Pernyataan ini disampaikannya saat acara ramah tamah untuk memperingati Hari Santri Nasional 2024 yang berlangsung di Aula Kantor Bupati Mempawah pada Selasa (22/10).
Dalam sambutannya, Ismail mengungkapkan bahwa peringatan Hari Santri Nasional tidak sekadar seremonial, melainkan merupakan kesempatan untuk memperkuat kontribusi pesantren dalam pendidikan di tingkat nasional.
“Mempawah sebagai salah satu kabupaten yang memiliki banyak pondok pesantren di Kalimantan Barat, menjadikannya sebagai potensi besar untuk melahirkan kader-kader muda yang unggul dan berakhalkul karimah,” kata Ismail.
Ismail menekankan pentingnya pondok pesantren dalam mencetak kader-kader yang tidak hanya berpengetahuan luas, tetapi juga memiliki karakter moral yang kuat.
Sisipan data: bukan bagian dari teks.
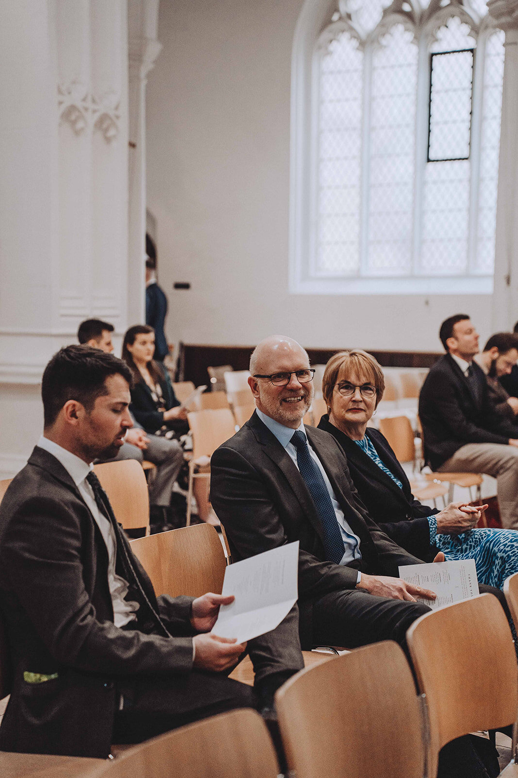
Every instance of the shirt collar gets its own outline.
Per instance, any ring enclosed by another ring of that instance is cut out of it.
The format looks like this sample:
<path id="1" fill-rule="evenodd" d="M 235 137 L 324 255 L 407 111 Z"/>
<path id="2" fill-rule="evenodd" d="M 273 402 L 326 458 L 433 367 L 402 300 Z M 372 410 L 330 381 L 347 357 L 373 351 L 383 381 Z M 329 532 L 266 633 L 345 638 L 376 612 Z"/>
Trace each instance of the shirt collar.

Menurutnya, pesantren sebagai lembaga pendidikan yang diakui oleh pemerintah memiliki tugas penting untuk membekali santri dengan ilmu agama, namun tidak mengesampingkan kualitas di bidang lain seperti kemampuan kerja dan produktivitas karya.
“Tugas kita ke depan menyiapkan kader-kader dengan kualitas iman yang kuat, kerja yang produktif, dan karya yang bermanfaat. Tidak hanya menjadi ahli agama, tetapi juga mampu bersaing dalam dunia modern yang terus berkembang. Santri harus mampu menghadapi berbagai tantangan zaman dengan tetap berpegang teguh pada nilai-nilai agama,” tegasnya.